Le coupable dévoilé
« Oui, on se souvient de la fameuse semaine, comme tu dis, riposta Aimé. On peut avoir la réponse, maintenant ? Qui était le traître qui nous a vendu aux chleuhs ? »
Il se tourna vers Gaston et ajouta :
« Non pas que je doute qu'un certain voleur ait trafiqué plus qu'il ne le fallait, dans le style des informations qui ne lui appartenaient pas, et dans les mauvaises oreilles.
-J'ai toujours cru que c'était Lucien, protesta Pierre. Ou Pascal. Pascal n'était pas dans la grange alors qu'il avait dit qu'il y serait. Et Lucien n'a pas bougé d'un cil pour aider Guy.
-Bon sang, combien de fois faudra-t-il que je le dise ? s'exclama Lucien. De là où je me tenais, il m'était impossible de savoir que j'étais le seul à pouvoir faire quelque chose. Et puis, j'étais tétanisé. Même si j'avais su, je ne suis pas sûr que j'aurais pu bouger.
-Quant à moi, ajouta Pascal, il me semblait plutôt que c'était Pierre. Je me suis réveillé en haut d'une botte de foin, au rez-de-chaussée, j'ai cru qu'on m'avait poussé, et puis je me suis dit que j'avais du trop bouger. Par contre, Pierre ne m'avait pas réveillé.

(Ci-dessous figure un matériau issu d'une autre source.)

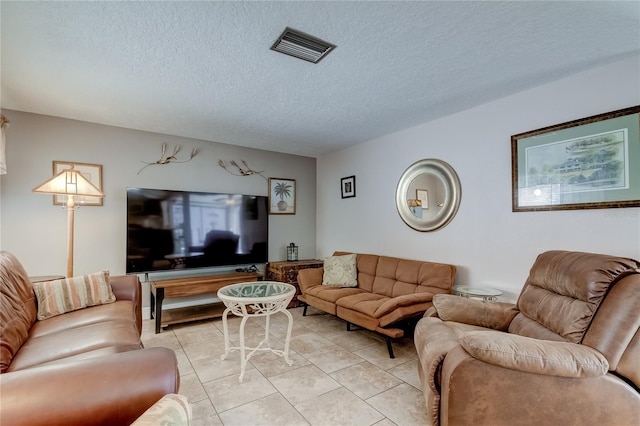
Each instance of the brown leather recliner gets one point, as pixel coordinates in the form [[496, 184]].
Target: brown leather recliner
[[567, 353]]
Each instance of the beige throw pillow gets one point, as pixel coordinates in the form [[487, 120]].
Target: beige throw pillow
[[340, 271], [70, 294]]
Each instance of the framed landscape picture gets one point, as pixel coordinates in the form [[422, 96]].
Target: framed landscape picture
[[348, 187], [591, 163], [282, 196]]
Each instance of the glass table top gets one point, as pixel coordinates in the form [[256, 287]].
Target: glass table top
[[477, 291], [257, 290]]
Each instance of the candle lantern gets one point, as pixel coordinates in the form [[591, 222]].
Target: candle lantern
[[292, 252]]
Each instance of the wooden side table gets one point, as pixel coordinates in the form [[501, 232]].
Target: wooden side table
[[287, 272]]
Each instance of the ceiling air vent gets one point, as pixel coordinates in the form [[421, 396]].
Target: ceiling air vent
[[302, 46]]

-Je ne t'avais pas trouvé, répondit Pierre. Je n'ai cherché qu'en haut, c'est là qu'on dormait tous quand on passait la nuit hors de chez nous !

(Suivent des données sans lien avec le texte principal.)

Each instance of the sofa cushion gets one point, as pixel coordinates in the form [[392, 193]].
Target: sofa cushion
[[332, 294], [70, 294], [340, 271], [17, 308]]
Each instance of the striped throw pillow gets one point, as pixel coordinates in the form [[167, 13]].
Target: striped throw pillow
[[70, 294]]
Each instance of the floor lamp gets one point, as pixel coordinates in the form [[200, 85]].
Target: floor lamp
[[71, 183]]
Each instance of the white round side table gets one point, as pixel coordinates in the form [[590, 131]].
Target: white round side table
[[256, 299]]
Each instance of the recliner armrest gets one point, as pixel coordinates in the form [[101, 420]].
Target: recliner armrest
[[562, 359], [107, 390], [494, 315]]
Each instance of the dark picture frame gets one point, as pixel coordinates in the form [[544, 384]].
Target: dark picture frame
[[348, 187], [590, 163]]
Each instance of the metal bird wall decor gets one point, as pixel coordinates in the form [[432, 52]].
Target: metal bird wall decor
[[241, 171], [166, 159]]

-Pour ma part, ajouta Pascal, j'ai toujours pensé que c'était Aurélien le coupable. Avec son sens de la mauvaise blague.
-Pas fou non ? s'exclama Aurélien. Je sais que mon nom de code était Adolf mais quand même ! C'était stratégique, pas juste par amour de la blague !
-Et personne ne se pose de questions sur Gaston ? s'indigna Aimé.
-Mais à force ça confine à l'obsession ! hurla Gaston en se levant. Et toi, Aimé, pourquoi personne ne te soupçonne ?
-ASSIS ! tonna René. Maintenant, je vais vous dire le fin mot de l'histoire. »
Gaston se rassit.
« Le jour où Guy est mort, poursuivit-il, j'ai perdu pour la première fois un homme sous mes ordres. Mais je vous ai aussi tous perdus. Plus de confiance, plus de réseau. Pierre et Aimé sont restés jusqu'au Débarquement, les autres se sont dispersés - réseau du Chasseur, réseau du Tigré, vie civile... -. J'aurais voulu empêcher cela. J'aurais voulu tous vous réunir de nouveau. Mais sans confiance... »
Il s'interrompit, mit la main dans sa poche - Aimé, qui était resté à ses côtés pendant ces dix ans, savait qu'il touchait la décoration qu'il avait reçue pour ses actions de résistance chaque fois qu'il était ému.
« Bref, il y a une semaine, j'ai reconnu, dans les couloirs de la sous-préfecture, le Sous-Préfet lui-même, que je n'avais pas encore croisé. C'était le Chasseur lui-même, qui m'a également reconnu. On a pris un verre en l'honneur du bon vieux temps, et il m'a donné le fin mot de l'histoire. Vous savez qu'il nous avait toujours surclassé dans les opérations sur le terrain parce qu'un de ses hommes avait infiltré l'administration d'occupation et travaillait à la Kommandantur locale...
-Tu as vraiment l'art de digresser et de ne pas donner la réponse que tout le monde attend, fit remarquer Gaston.
-Je sais, dit René. Bref, il m'a donné le fin mot de l'histoire. Nous avons bel et bien été trahis. Les soldats ont su où nous étions et quand nous y serions parce qu'un homme à qui nous faisions confiance le leur avait dit. »
Tous se tendirent, attendant désespérement de savoir qui était le coupable.
« C'était l'homme que le Chasseur nous avait prêté pour l'attaque de la colonne militaire, finit René. Le Chasseur s'est excusé d'avoir mis nos deux réseaux en danger à l'époque, il ignorait que l'homme en question était un traître. J'espère que maintenant, nous pourrons enfin faire notre deuil de Guy Blanche. »
Il leva son verre.
« À Guy. Maintenant que l'Affaire Blanche est refermée, j'espère que nous pourrons tous faire notre deuil de cette époque et nous faire de nouveau confiance. »
Un à un, les autres levèrent leurs verres et portèrent un toast à Guy Blanche.